Bellissime le scarpe delle ballerine, molto sexy i loro vestiti di varie tinte e di varie fogge, che scoprivano gambe perfette (beate loro!), per gli uomini il classico e rigoroso doppio petto con pantaloni larghi, abito che è sempre usato nel tango argentino, ma che non dona alla figura.

Le coppie si sono esibite in gruppo e in assolo, restituendo la forza della comunicazione tra i corpi, l’emozione, l’energia, l’eleganza, la passionalità, la sensualità e la seduzione.

I Tangueros hanno ballato le coreografie di Roberto Herrera sulle note della musica del famoso Decarisìmo Quinteto, una formazione contemporanea creata da giovani musicisti, arrangiatori e compositori, che raccolgono l'eredità delle orchestre tipiche della cosiddetta epoca d'oro del tango tra il 1937 e il 1955, ma con uno sguardo rinnovato.

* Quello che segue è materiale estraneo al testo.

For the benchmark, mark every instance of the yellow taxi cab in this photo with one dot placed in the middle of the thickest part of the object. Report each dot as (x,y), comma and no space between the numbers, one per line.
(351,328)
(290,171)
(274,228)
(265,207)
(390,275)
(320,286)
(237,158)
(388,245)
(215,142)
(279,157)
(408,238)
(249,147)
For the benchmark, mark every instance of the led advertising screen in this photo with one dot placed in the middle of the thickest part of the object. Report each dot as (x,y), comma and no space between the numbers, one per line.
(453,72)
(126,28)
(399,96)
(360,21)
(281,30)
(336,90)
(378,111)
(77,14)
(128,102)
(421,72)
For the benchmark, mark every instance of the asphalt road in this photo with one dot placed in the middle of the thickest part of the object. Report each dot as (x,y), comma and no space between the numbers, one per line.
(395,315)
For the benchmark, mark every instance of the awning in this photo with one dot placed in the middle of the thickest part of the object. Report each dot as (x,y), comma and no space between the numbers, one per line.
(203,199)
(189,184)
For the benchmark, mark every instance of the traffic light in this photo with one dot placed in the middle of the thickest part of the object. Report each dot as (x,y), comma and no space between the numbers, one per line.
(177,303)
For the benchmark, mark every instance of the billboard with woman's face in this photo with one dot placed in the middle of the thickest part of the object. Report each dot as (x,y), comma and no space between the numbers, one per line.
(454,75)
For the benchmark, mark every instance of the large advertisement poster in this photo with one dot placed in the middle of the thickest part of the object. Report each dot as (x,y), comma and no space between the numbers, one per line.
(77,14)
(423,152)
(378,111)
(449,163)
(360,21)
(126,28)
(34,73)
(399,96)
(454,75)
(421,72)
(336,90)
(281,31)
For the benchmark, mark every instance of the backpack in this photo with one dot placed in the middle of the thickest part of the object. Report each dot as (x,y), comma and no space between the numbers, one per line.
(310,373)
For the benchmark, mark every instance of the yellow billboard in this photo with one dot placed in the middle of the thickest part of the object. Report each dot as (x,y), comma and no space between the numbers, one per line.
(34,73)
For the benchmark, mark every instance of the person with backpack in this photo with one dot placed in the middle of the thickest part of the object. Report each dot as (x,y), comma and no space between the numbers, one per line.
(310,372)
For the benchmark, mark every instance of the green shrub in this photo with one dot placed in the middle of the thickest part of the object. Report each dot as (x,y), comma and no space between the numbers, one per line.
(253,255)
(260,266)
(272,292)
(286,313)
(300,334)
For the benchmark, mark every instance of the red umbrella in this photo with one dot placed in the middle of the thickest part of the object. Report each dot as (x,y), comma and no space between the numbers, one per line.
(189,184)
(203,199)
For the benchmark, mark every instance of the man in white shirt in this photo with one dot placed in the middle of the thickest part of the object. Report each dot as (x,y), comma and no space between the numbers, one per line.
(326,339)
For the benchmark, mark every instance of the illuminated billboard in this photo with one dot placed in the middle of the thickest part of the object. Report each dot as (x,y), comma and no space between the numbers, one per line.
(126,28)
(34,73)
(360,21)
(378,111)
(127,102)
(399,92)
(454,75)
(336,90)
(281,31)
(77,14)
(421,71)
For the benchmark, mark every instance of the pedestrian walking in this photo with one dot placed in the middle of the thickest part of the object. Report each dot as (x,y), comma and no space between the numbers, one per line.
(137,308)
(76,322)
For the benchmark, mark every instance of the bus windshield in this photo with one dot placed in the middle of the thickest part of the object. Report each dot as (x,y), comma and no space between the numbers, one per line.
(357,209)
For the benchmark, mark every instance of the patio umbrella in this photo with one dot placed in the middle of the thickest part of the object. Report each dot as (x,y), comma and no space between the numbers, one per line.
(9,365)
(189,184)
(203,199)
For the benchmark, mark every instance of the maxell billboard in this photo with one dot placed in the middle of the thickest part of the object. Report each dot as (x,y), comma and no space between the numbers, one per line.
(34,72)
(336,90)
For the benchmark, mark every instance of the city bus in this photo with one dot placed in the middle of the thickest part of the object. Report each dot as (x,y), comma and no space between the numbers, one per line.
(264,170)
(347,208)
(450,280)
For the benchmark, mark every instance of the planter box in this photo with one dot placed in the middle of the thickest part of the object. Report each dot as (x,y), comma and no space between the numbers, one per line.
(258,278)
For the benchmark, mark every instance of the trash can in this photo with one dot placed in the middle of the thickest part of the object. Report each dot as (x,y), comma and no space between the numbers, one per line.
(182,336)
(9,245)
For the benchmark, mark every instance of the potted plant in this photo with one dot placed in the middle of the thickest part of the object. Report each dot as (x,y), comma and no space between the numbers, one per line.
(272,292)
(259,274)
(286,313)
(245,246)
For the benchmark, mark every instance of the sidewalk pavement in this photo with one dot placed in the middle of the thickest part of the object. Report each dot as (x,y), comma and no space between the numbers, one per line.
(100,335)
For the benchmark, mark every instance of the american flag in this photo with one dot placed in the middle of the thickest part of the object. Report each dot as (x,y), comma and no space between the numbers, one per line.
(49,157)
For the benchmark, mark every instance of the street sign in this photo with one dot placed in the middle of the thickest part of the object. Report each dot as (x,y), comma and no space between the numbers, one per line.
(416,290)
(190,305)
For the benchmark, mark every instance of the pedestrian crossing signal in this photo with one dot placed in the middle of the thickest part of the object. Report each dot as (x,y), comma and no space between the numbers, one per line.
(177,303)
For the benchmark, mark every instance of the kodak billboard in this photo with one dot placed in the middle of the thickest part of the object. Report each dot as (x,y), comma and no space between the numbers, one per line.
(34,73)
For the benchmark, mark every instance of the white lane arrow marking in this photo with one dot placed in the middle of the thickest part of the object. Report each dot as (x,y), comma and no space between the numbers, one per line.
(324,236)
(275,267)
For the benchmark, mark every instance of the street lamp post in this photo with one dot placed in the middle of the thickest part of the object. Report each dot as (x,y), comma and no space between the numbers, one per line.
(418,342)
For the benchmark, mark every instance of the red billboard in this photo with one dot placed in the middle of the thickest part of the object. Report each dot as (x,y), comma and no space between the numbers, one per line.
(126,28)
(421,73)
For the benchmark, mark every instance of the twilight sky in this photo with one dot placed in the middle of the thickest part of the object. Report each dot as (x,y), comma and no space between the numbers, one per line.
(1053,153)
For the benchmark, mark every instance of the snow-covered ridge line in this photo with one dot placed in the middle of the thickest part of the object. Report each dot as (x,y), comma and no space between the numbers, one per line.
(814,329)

La prima parte dello spettacolo ha proposto coreografie e musiche tradizionali della Buenos Aires dell’epoca d’oro, dove il tango era il respiro stesso della vita quotidiana. Nella seconda parte è entrato il folclore argentino, realtà di una cultura antica presente nella musica e nella danza popolare contemporanea.

L’ensemble Decarìsimo Quinteto ha suonato proprie composizioni inedite (“Lluvia de estrellas” - “Permanece”) e arrangiamenti dei grandi Astor Piazzolla, Osvaldo Pugliese, Julio De Caro.